The Australian fintech company has seen a surge in investors wanting a “less risky version” of double-digit crypto returns.
Block Earner, an Australian fintech company, says the fall of Terra Luna in May has led to “positive surprises” for his company, with investors beginning to find their way toward the lower-risk crypto yield products they offer.
Speaking to Cointelegraph, the company’s general manager Apurva Chiranewala revealed that the company has seen a surge of investors previously seeking double-digit returns but now wants a “less risky version” of those returns.
“Given that the risks have gone up significantly for those returns, those guys have actually started coming in engaging with us because we look like the less riskier version of those double-digit return products.”
Before their collapse, crypto lending platforms such as Celsius and Anchor Protocol offered annual percentage yields (APYs) of up to 20% for users who locked their digital assets up with them.
Block Earner is a blockchain-powered fintech company that allows access to crypto-related yield-generating products. Still, Chiranewala explained the platform is aimed at those that want exposure to the crypto markets but have a lower risk appetite.
Its Gold Earner and USD Earner products currently generate single-digit yields.
Data shared by Block Earner to Cointelegraph shows that the Terra Luna fiasco coincided with an increase in withdrawal events at the beginning of May and again in mid-June due to the fall of Celsius.
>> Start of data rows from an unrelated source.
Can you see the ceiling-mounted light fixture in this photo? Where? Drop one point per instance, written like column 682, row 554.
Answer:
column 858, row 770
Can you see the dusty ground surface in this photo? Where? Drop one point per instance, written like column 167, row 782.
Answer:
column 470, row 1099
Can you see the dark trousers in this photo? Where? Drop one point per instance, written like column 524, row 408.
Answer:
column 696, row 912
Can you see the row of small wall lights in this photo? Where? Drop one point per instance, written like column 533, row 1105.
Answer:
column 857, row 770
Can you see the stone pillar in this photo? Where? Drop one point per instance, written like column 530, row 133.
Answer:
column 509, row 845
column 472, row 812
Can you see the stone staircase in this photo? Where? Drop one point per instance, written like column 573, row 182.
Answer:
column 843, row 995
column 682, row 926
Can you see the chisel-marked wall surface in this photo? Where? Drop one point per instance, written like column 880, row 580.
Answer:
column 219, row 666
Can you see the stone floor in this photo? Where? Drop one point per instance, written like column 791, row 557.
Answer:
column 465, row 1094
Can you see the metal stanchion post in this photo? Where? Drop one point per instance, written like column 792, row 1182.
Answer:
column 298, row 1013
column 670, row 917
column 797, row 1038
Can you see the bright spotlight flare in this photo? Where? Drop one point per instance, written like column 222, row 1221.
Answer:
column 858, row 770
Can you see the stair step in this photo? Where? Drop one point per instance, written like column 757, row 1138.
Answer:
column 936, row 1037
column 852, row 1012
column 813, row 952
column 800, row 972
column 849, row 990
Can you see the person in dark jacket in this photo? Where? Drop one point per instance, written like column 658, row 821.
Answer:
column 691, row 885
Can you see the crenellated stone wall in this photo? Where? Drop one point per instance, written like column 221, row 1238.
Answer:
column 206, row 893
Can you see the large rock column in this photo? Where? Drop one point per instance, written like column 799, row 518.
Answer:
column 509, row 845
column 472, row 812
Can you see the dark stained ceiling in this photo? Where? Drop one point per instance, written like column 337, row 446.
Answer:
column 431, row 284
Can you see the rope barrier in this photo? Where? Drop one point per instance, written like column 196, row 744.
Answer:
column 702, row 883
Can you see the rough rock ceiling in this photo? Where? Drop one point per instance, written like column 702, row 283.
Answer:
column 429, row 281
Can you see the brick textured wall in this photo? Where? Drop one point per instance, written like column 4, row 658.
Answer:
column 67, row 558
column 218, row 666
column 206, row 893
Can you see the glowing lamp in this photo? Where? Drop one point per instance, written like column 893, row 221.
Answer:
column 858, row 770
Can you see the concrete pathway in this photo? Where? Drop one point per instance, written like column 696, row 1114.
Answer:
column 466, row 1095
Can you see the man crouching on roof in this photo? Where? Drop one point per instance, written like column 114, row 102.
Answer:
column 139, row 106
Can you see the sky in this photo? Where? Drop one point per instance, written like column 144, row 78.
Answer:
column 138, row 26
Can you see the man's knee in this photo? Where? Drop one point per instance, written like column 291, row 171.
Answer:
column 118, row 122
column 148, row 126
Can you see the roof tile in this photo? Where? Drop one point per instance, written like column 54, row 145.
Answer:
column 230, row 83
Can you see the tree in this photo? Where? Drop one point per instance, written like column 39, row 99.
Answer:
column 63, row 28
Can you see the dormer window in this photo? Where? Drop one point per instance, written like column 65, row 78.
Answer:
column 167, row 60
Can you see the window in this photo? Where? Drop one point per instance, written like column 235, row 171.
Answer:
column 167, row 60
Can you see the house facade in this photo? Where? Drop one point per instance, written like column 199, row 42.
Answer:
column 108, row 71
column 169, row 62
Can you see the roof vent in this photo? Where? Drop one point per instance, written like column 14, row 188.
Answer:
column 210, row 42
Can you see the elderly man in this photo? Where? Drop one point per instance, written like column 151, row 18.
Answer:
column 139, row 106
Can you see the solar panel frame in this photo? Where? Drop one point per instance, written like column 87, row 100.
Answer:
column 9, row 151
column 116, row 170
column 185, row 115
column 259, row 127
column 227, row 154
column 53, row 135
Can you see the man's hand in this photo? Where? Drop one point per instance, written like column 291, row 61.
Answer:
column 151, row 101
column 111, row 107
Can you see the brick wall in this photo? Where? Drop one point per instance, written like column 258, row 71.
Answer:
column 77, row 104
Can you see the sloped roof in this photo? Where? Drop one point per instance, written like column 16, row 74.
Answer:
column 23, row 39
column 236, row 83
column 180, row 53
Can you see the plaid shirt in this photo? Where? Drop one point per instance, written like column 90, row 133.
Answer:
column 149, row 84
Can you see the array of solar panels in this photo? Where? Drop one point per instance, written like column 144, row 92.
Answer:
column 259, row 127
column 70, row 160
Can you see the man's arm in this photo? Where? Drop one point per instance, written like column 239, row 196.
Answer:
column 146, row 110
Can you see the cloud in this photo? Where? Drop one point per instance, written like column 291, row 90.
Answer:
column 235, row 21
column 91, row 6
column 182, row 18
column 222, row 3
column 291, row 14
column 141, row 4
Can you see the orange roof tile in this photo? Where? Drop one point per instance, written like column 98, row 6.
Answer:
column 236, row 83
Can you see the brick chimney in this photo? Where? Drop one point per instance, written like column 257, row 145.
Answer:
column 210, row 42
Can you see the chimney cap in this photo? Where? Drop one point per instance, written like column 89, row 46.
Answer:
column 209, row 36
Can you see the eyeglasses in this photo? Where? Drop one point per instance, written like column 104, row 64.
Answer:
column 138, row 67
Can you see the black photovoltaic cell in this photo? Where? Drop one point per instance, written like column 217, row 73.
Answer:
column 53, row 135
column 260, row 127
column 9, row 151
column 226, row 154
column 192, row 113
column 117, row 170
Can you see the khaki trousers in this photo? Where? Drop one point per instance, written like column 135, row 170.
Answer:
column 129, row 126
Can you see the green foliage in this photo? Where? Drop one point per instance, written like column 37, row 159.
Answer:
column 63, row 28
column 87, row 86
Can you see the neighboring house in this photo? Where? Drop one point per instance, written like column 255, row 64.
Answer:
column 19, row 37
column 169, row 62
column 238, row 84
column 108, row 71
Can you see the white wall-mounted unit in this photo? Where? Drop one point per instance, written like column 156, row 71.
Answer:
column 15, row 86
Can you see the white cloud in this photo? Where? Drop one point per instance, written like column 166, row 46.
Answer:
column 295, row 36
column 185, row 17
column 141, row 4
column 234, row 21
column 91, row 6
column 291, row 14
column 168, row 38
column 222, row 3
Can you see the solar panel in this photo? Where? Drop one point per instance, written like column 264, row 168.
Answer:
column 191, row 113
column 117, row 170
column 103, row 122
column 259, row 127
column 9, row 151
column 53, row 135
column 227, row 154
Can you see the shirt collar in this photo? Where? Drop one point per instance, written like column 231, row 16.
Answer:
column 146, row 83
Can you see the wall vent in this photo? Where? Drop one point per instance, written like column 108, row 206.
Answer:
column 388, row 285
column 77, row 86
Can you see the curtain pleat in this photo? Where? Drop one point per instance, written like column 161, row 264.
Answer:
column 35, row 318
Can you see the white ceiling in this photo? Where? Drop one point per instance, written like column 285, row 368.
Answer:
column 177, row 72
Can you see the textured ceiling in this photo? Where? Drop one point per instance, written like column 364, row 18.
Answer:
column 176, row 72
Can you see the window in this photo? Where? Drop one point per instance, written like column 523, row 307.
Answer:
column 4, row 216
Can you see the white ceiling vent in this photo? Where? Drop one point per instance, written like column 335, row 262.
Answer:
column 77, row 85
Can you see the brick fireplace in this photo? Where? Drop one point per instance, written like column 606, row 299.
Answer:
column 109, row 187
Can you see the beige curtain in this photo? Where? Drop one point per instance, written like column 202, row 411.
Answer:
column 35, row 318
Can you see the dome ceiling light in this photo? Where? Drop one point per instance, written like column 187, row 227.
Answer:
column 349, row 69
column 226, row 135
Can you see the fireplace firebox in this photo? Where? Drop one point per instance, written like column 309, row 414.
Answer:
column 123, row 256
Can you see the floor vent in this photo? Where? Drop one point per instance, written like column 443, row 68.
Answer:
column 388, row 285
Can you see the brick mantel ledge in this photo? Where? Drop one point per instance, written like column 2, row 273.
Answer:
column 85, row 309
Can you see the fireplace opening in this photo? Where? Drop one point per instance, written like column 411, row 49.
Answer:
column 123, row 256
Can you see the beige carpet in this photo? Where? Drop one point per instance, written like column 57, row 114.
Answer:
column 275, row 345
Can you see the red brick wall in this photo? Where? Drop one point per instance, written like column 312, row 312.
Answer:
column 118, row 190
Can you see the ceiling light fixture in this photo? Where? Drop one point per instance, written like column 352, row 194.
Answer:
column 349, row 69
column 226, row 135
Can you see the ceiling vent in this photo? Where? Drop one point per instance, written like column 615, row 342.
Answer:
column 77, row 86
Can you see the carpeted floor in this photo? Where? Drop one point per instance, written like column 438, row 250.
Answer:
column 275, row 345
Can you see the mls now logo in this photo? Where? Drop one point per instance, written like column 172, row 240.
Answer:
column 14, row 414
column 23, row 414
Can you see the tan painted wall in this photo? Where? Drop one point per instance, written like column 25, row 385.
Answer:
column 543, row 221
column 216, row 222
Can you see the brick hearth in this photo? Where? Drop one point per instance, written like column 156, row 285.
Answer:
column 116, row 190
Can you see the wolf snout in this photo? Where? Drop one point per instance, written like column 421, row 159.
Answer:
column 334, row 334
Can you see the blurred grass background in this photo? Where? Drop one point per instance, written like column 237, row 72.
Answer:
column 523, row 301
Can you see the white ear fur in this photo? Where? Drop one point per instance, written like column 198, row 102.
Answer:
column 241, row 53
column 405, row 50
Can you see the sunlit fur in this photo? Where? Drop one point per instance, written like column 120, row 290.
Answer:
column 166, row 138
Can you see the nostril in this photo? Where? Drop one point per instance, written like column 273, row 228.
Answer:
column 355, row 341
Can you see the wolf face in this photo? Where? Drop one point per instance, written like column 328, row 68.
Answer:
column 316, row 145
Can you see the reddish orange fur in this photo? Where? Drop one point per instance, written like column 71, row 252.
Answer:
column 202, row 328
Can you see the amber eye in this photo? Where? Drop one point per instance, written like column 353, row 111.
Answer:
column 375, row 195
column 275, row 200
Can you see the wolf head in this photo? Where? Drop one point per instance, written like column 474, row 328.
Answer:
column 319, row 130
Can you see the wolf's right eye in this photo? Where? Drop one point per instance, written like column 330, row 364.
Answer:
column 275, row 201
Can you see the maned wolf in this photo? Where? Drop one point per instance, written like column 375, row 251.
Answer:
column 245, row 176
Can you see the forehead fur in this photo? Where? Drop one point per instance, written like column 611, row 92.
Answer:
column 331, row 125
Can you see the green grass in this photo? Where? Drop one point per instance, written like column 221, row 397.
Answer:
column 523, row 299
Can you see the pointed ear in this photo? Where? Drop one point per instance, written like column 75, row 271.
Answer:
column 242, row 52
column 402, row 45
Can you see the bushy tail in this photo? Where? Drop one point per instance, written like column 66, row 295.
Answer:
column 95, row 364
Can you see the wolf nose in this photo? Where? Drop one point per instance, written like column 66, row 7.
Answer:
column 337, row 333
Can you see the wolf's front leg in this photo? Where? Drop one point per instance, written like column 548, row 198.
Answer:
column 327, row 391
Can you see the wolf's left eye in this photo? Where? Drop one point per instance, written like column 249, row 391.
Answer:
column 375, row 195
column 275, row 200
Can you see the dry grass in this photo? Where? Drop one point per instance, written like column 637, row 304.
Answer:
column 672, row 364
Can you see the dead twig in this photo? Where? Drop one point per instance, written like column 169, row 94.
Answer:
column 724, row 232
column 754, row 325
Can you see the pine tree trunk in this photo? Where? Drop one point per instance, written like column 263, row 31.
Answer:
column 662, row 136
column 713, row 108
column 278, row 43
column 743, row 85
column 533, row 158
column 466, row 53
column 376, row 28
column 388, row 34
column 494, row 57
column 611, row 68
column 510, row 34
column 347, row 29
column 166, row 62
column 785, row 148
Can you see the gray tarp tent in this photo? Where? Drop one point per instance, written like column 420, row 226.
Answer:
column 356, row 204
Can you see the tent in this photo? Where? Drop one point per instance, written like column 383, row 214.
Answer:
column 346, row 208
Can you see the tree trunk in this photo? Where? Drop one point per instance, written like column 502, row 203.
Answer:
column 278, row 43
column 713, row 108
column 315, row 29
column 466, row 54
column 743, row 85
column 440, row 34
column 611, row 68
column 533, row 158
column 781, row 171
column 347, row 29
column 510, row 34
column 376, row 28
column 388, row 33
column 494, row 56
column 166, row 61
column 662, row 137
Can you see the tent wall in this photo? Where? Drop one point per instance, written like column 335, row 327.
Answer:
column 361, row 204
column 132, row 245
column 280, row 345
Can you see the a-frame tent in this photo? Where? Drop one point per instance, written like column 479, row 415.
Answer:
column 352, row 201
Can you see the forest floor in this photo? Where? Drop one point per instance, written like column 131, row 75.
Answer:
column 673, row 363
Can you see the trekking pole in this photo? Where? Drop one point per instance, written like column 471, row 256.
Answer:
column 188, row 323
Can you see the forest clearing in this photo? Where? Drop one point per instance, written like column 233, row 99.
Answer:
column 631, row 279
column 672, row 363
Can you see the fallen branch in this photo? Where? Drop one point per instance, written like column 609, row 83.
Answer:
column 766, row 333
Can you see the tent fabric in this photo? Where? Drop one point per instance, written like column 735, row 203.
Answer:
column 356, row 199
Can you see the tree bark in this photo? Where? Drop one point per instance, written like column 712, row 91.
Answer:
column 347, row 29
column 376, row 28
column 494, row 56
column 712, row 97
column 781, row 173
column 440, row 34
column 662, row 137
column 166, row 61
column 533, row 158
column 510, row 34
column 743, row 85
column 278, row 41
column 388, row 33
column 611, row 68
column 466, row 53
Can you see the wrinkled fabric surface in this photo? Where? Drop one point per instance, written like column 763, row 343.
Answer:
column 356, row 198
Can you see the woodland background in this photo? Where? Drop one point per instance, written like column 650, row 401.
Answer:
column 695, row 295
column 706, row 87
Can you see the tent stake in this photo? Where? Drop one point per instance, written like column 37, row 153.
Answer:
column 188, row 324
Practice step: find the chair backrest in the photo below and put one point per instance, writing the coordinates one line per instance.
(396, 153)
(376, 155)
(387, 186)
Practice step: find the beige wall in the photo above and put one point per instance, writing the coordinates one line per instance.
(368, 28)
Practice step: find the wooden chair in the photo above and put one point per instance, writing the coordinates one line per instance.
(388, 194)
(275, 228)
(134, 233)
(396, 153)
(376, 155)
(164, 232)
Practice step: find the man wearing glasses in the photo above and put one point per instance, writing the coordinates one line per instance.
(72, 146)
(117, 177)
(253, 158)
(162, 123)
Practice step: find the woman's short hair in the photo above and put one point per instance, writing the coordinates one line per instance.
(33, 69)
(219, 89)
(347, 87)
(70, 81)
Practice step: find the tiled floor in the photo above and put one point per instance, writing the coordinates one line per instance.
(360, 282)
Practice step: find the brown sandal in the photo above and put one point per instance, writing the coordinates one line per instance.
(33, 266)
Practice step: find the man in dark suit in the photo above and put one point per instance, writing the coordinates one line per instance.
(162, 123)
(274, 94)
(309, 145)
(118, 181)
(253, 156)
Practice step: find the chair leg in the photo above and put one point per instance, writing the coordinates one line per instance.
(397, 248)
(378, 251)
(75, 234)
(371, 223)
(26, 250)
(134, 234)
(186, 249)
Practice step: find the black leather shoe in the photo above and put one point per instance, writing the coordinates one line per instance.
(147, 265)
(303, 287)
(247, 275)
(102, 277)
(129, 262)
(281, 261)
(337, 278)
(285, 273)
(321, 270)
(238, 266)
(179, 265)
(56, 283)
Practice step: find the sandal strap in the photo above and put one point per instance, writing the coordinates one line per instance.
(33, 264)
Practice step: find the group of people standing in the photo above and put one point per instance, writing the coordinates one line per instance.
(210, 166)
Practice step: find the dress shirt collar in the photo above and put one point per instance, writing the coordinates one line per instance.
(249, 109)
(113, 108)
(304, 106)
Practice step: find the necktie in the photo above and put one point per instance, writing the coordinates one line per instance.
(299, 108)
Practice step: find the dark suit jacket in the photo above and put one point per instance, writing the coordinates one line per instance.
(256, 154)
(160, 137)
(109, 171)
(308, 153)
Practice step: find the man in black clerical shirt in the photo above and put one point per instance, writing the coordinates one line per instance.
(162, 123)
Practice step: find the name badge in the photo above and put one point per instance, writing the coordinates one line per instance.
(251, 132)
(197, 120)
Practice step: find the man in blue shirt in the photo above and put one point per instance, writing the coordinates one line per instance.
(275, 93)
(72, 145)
However, there’s been a steady return to normal levels since.
Australian dollar (AUD) cash deposits have also remained steady over the April to July period, while the company’s user base has increased an average of 15% month on month.
Chiranewala also stated that over the last few weeks, he had seen a “high degree of interest” from institutional investors, including hedge funds, venture capital (VC), and superannuation funds (retirement funds).
“We are almost forced to now simultaneously build institutional products because the interest in that space is massive.”
“There are VCs with treasuries, there are hedge funds, there are private funds […], and then there are super funds that have a mandate for a very small portion of the portfolio to be deployed into high-yielding assets,” he added.
Related: Finance Redefined: DeFi’s downturn deepens, but protocols with revenue could thrive
Chiranewala admits that the company has not been entirely immune to the slump in the crypto markets. Block Earner has had to pull back its user-acquisition marketing spend.
“In the environment that we are in right now, it makes very little sense for us to market and acquires users. So we stopped, we actually pulled back a lot on our marketing strategy.”
“You naturally see a little bit of a softer trajectory of growth, as opposed to a steeper, you know, curve that grows week on week,” he said.
Earlier this month, a Coingecko report stated that decentralized finance (DeFi) market cap fell 74.6% from $142 million to $36 million over the second quarter, due mainly to the collapse of Terra and its stablecoin TerraUSD Classic (USTC) in May.